Allegheny County Health Director Dr. Debra Bogen says the county is on pace to break 2,000 cases this week.By Shelby Cassesse

PITTSBURGH (KDKA) – Allegheny County is now seeing a substantial coronavirus transmission rate, according to data from the Pennsylvania Health Department.

The state’s Early Warning Monitoring System Dashboard, updated Friday, says Allegheny County has an incidence rate per 100,000 residents of 138.7 over the most recent seven days of data.

A county is considered to have a substantial transmission rate with either an incidence rate greater than or equal to 100 or a percent positivity rate greater than or equal to 10 percent over seven days.

Allegheny County’s most recent positivity rate is 7.7 percent.

Saturday was another day of high cases in Allegheny County, reporting 370 new cases as the county nears 20,000 cases in total.

The Pennsylvania Health Department recommends school districts within counties with a substantial transmission rate for at least two weeks transition to virtual learning.

In a Thursday press conference, Allegheny County Health Director Dr. Debra Bogen said there is currently not a plan to put more restrictions in place, but she left the door open if cases continue to rise at an alarming rate.

She added cases per week in Allegheny County have tripled in less than a month.

“The week ending Nov. 6, we had over 1600 cases and a near doubling in one week,” she said, “and we are on pace to easily exceed 2000 cases this week.”

Bogen is just one health official that has recently expressed concern over the surge in coronavirus cases across the state.

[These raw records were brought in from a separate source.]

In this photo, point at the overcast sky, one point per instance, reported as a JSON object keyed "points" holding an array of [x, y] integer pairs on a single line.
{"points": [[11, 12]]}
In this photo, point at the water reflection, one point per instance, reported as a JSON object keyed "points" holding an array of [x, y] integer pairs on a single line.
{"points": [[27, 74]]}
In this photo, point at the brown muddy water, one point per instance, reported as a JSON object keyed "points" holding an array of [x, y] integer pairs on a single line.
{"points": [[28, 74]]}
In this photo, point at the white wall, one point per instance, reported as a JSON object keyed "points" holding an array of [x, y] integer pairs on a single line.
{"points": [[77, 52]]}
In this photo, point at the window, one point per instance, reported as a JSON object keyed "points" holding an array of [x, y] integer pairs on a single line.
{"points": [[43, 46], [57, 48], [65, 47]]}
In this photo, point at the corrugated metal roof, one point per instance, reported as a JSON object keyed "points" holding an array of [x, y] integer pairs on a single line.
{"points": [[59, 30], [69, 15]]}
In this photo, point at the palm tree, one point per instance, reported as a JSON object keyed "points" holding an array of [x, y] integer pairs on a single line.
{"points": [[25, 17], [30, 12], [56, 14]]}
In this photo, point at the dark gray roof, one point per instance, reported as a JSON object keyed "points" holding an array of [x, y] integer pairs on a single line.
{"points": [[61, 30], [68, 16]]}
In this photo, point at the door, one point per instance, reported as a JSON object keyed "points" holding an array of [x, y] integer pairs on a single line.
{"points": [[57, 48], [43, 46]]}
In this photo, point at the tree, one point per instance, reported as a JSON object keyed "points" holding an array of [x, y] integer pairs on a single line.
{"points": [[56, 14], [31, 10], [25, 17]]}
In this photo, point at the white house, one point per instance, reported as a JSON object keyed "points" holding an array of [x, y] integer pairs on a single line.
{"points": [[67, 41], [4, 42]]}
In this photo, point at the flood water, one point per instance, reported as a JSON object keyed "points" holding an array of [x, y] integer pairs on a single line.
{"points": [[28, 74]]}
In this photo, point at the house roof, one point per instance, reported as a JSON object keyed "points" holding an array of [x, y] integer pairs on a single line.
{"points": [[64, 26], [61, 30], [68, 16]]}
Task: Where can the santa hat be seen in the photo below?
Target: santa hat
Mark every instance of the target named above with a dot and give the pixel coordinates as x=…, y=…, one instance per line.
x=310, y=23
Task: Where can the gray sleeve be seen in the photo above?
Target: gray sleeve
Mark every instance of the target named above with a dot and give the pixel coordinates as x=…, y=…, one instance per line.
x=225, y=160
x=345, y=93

Allegheny Health Network’s Dr. Brian Parker expressed a similar concern.

“Ten thousand more cases in the state than the prior seven days,” he said. “The positivity rate [statewide] is now at 9.6 percent, which is significantly higher than where we were back in September and early October.”

Parker is one of many in the medical field attributing much of the sharp spike to gatherings over the last few weeks.

“It makes good sense that, right now, we’re looking at about two weeks out after Halloween,” he said. “This being the Saturday two weeks later and we’re seeing a pretty significant surge of cases in our region.”

There’s now growing concern as the holidays draw near.

Many federal, state, and local health officials are asking people to avoid gathering for the holidays.

Some have already started making alternate plans.